Namibia to regulate access to genetic resources

06 Aug 2014 19:10pm
WINDHOEK, 06 AUG (NAMPA) - Namibia has acceded to the Nagoya Protocol on Access and Benefit Sharing (ABS) that will come into force on 12 October 2014.
The Nagoya Protocol on Access and Equitable Sharing of Benefits to Genetic Resources and its Associated Traditional Knowledge Bill intends to raise awareness and regulate access to genetic resources and associated traditional knowledge, as well as the equitable sharing of the benefits derived therefrom.
Speaking at the opening of a three-day indigenous local communities participation workshop for the implementation of the protocol on Tuesday, Minister of Environment and Tourism Uahekua Herunga noted that Namibia has developed its layman’s draft Bill in response to the country’s national and international obligations as regards access and benefit sharing which is currently on its way to Cabinet.
“It is therefore imperative that we accede to the Nagoya Protocol on Access and Benefit Sharing in order to engage with one another during the international Conference of Parties under the Convention on Biological Diversity (CBD) and share experiences as well as robust ideas on implementation measures.
It is only through such consultative approaches that we will be able to promote sustainable development across the country and its universe, and to conserve and manage our genetic resources and associated traditional knowledge wisely,” he noted.
Namibia has over 4 300 plant species of which nearly 700 only occur in Namibia.
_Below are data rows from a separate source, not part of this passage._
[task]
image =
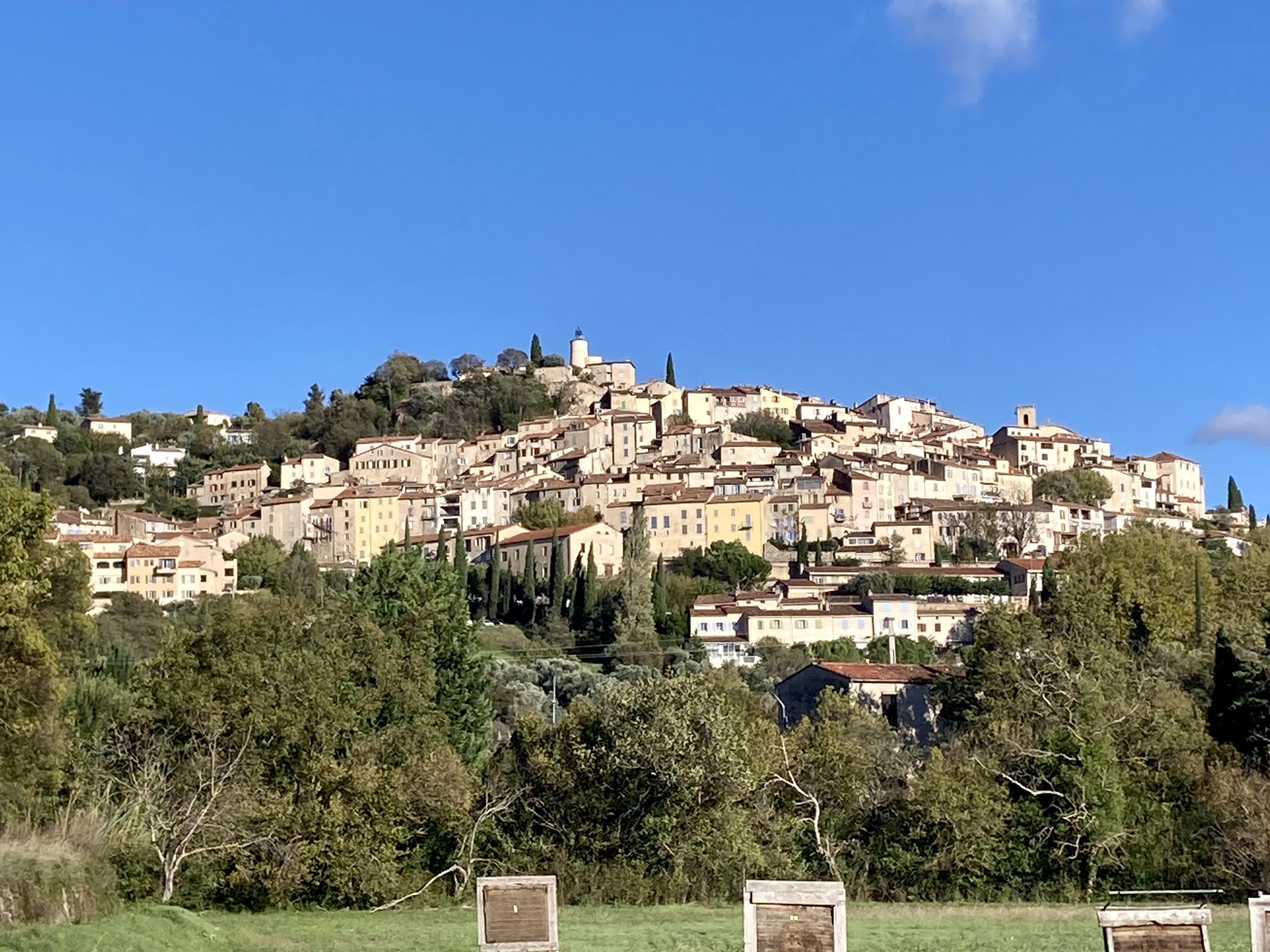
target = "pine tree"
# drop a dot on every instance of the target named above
(493, 611)
(91, 403)
(1234, 498)
(531, 584)
(659, 601)
(578, 610)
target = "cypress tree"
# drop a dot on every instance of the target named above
(659, 602)
(591, 591)
(1234, 498)
(578, 613)
(531, 584)
(556, 581)
(1199, 608)
(460, 554)
(493, 611)
(1048, 582)
(461, 564)
(1226, 670)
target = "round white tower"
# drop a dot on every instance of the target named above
(578, 351)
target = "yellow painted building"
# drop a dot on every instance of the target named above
(364, 521)
(737, 518)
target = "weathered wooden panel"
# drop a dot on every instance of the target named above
(783, 928)
(1159, 939)
(517, 914)
(1259, 918)
(1156, 930)
(795, 917)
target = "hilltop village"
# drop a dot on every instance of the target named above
(828, 493)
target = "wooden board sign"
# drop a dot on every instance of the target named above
(795, 917)
(1156, 930)
(1259, 918)
(516, 914)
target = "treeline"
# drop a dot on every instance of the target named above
(338, 742)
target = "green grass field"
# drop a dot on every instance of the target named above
(872, 928)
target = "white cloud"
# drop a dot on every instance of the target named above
(972, 36)
(1140, 16)
(1246, 423)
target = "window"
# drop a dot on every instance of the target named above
(890, 710)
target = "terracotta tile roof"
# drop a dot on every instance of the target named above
(539, 535)
(143, 550)
(886, 673)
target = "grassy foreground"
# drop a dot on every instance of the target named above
(872, 928)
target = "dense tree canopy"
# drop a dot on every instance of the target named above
(1074, 486)
(763, 424)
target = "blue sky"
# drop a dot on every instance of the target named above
(985, 202)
Many of these species are traditionally used for food, medicine, oils and other products with existing or potential for the commercial market.
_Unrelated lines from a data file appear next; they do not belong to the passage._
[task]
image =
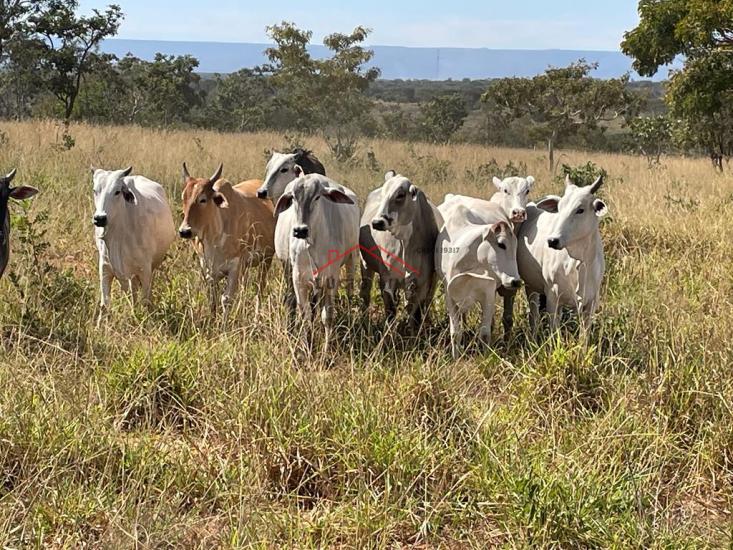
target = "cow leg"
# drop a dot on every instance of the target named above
(230, 291)
(105, 285)
(351, 262)
(146, 285)
(456, 326)
(390, 300)
(553, 310)
(534, 312)
(328, 299)
(488, 305)
(367, 281)
(291, 298)
(507, 316)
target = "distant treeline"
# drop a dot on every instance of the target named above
(51, 66)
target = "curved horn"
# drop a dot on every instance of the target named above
(217, 175)
(597, 185)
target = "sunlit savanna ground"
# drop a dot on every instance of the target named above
(161, 428)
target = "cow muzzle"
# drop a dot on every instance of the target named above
(100, 220)
(185, 232)
(381, 223)
(554, 243)
(519, 215)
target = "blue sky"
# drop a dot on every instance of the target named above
(528, 24)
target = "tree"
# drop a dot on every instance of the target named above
(325, 94)
(652, 136)
(242, 101)
(67, 46)
(442, 117)
(700, 94)
(562, 101)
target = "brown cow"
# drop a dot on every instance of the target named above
(232, 230)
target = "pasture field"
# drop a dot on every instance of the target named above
(163, 429)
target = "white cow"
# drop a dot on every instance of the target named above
(133, 228)
(281, 170)
(318, 224)
(560, 253)
(512, 196)
(474, 260)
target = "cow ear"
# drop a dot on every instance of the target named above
(499, 228)
(220, 200)
(128, 195)
(548, 204)
(337, 196)
(283, 203)
(23, 192)
(600, 208)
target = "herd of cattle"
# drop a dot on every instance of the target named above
(477, 247)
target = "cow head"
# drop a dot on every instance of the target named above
(512, 194)
(308, 195)
(578, 214)
(6, 193)
(281, 171)
(113, 193)
(201, 202)
(498, 252)
(400, 201)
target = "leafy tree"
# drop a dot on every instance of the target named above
(652, 136)
(67, 44)
(326, 94)
(669, 28)
(242, 101)
(562, 101)
(700, 94)
(442, 117)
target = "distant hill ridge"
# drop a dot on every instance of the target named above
(394, 61)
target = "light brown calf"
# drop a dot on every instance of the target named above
(232, 230)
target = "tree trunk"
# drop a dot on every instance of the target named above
(551, 151)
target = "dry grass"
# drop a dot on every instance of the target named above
(161, 429)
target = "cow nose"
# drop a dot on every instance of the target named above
(519, 215)
(380, 224)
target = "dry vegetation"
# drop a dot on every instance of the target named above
(162, 429)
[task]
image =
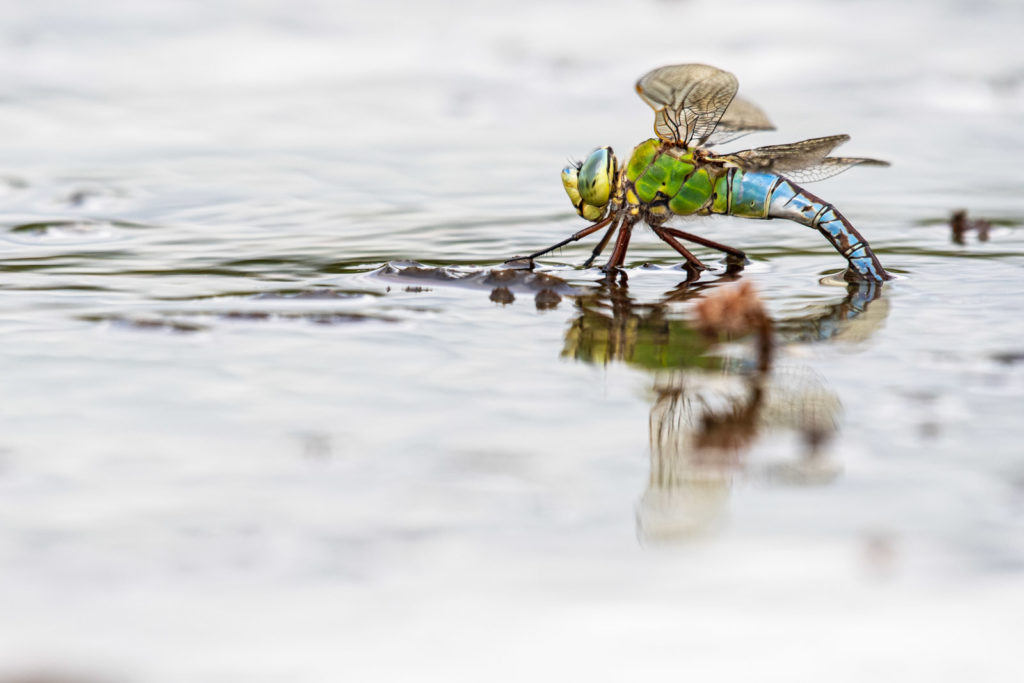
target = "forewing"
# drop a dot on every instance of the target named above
(742, 118)
(688, 100)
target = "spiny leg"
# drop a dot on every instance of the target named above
(692, 261)
(622, 244)
(731, 251)
(601, 245)
(590, 229)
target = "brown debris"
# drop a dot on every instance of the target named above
(961, 225)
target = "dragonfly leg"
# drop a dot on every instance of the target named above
(590, 229)
(601, 245)
(731, 251)
(622, 244)
(692, 262)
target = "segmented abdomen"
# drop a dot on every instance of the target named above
(754, 195)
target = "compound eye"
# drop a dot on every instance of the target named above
(595, 177)
(570, 180)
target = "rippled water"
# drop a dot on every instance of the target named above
(269, 415)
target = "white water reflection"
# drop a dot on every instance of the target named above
(228, 452)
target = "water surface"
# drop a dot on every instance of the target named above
(241, 440)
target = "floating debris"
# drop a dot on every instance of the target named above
(514, 280)
(734, 312)
(547, 299)
(961, 225)
(502, 295)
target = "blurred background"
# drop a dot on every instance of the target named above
(242, 439)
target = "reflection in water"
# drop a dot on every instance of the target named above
(711, 406)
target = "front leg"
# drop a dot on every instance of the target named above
(601, 245)
(622, 245)
(590, 229)
(693, 264)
In the absence of the ABS law, over the years access to genetic resources and the benefit sharing in Namibia has been regulated by the Interim Bio prospecting Committee (IBPC). Cabinet established the committee that is made up of a core group of ABS experts in the country in 2007. The first draft Bill for Namibia on Access to Genetic Resources and Associated Traditional Knowledge was developed in 1998. However, this Bill was found to be too narrow in scope given the evolving international negotiations around ABS. As a result it was agreed that a more pro-active approach would be taken.
The minister said the Namibian Government is committed to countering this threat by ensuring that biodiversity and the ecological goods and services that it provides are used for the long-term benefit of Namibians especially the rural communities.
“Therefore, investors both national and foreign are welcome, as they have a role to play, on condition that they will do so within the laws of the country that is based on the need for economic and ecological sustainability,” he noted.
The first meeting of the Nagoya Protocol to which Namibia will participate will be held in Pyeongchang, Korea from 13 to 17 October 2014.